THE PHOTOGRAPH

by Aris Georgiou
First published in the literary review "Dendro" # 17-18, January 1986

For days now — well no, it must be a month and a half — I’ve been carrying a photograph around with me, black-and-white, eighteen by twenty-four. I’ve been taking it here and there, in my bag. It shows a middle-aged man in glasses, jacket and tie, resting his elbows on a glass showcase, and gazing solemnly at me, as he poses a little self-consciously in front of a wall covered with silver-coped icons, some of them good, some bad, some hand-painted, some ready-made. There he is, in his shop in Egnatia Street, in 1973.

My eyes were just open then and I was looking for pictures; and finding them everywhere, as I always have. Even then I knew some of them were important; but all the same, I would usually go back and give people a copy of the picture they had given me. Sometimes I forgot, of course. The years went by, many of the pictures succumbed, though some stood the test of time. Less zealous now, with a more dispassionate eye, ten or eleven years later I’ve been sorting them out and making a selection for a book, and any day now the man in glasses is going to be published. Something about him touched me, and I had a look for his shop in Egnatia Street, but it was nowhere to be found. I hadn’t noticed it had been turned into a sports shop. So much can happen in ten years. I went into the shop next door and asked after him. A woman phoned her husband, and he told her the next road along, the last house, in the basement. And the name. I forget it now. I went there straight away, found it, noted where it was, and told myself I’d bring the photo along the next day.

For a month and a half now I’ve been carrying the photograph of the man who sold icons around with me. I’ve actually walked past his door a few times. I was nervous, it was the wrong time of day, I really don’t know why, but I didn’t knock. I looked at the photograph again: he must have been sixty-odd then, say seventy-five today. Well no, not terribly old, but you never know, anything can happen. A chill ran down my spine. What if he’d gone blind? He was wearing thick glasses, after all — if he’d gone blind what would he be able to see of this photograph I was going to publish. With growing horror I wondered how I could face a blind man and show him something he needed his eyes to see.

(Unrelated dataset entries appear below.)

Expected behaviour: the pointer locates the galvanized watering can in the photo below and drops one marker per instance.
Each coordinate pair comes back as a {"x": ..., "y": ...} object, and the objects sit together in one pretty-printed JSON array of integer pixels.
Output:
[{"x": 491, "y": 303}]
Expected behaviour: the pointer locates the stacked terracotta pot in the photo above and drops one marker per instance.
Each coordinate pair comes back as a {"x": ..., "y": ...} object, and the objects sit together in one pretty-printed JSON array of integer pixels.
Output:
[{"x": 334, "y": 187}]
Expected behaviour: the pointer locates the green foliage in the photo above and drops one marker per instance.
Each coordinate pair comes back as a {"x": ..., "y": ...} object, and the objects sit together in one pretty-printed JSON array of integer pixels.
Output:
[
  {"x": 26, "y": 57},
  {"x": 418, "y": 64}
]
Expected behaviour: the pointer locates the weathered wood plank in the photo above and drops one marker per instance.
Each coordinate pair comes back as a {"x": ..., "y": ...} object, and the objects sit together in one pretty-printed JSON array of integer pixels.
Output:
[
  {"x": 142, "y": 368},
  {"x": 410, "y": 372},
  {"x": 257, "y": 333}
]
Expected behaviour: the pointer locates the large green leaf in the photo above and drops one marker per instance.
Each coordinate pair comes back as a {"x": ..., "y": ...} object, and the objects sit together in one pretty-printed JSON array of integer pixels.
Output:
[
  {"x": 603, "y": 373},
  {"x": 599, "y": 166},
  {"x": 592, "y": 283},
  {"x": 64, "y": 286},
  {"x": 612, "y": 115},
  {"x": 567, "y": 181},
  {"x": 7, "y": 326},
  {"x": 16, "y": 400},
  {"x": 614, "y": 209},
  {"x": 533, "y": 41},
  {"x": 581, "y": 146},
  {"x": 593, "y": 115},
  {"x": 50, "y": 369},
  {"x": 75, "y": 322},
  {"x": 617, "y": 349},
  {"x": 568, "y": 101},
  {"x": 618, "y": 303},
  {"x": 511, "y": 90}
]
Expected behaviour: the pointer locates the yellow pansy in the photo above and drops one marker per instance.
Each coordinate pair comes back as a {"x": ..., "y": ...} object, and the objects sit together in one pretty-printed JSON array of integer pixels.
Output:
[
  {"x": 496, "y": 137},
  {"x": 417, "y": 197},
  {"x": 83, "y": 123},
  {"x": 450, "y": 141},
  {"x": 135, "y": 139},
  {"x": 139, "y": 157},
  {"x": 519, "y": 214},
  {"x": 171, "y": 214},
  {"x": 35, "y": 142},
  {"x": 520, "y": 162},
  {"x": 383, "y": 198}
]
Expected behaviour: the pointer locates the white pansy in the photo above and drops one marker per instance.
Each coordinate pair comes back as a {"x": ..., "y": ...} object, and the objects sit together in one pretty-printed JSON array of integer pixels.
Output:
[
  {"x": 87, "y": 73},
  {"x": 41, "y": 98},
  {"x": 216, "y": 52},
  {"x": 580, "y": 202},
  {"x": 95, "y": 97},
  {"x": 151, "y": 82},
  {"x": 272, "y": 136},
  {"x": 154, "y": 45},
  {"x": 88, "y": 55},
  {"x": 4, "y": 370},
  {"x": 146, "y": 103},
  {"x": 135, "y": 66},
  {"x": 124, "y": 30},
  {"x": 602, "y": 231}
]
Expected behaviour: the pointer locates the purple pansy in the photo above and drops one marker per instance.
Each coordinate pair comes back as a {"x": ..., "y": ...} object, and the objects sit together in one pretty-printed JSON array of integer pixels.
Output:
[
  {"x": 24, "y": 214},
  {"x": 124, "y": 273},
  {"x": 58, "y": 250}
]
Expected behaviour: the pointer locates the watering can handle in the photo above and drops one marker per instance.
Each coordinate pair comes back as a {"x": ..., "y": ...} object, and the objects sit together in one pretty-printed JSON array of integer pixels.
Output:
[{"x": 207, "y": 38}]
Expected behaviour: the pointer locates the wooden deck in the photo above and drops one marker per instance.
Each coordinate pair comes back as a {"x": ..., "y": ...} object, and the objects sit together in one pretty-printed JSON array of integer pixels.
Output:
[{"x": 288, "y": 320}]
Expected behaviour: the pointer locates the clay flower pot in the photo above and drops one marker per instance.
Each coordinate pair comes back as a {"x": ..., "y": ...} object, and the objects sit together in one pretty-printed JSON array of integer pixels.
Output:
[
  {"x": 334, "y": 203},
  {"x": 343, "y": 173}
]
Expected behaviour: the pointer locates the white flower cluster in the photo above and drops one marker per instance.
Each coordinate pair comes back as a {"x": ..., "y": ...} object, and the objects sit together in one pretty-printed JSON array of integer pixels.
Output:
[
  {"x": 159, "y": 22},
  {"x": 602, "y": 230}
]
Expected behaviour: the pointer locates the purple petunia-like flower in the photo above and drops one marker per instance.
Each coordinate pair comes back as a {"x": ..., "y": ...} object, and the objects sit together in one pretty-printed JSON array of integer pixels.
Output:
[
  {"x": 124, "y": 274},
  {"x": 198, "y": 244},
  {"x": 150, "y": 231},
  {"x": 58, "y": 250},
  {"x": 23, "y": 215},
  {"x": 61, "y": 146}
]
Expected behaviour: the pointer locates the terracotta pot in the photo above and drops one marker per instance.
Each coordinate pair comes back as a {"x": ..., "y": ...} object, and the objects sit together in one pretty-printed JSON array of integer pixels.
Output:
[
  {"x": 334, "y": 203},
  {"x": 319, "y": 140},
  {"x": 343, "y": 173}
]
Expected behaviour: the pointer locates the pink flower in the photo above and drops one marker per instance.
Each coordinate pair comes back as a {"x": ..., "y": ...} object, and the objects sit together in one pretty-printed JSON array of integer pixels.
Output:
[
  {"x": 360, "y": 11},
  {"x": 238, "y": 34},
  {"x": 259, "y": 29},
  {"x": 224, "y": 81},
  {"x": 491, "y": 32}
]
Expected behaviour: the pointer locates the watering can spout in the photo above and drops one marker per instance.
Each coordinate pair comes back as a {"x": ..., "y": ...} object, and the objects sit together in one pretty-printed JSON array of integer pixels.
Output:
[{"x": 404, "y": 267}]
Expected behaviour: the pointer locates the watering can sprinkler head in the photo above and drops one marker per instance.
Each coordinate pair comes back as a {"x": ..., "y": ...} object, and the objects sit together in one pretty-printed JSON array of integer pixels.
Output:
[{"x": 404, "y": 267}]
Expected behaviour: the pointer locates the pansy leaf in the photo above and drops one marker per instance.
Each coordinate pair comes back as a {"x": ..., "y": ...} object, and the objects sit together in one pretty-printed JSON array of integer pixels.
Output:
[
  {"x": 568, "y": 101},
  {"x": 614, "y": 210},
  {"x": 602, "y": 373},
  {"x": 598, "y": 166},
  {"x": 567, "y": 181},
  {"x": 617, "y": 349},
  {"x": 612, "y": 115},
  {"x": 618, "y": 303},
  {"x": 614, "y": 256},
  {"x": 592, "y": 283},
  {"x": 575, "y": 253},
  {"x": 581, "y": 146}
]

And then, everybody knows, old people can be awkward sometimes: just imagine a blind, awkward old man yelling at you because he can’t see what you’re showing him; or getting enraged in retrospect because you once took his photograph. I can do without that, I thought, and since then I’ve been walking past.

So it must be about a month and a half that I’ve been carrying around this black-and-white photograph of the man and his icons. It will be published soon. Apart from me, other people are going to know his face too. One day, sooner or later, the old man is going to die, and when I find out I shall be weighed down with guilt.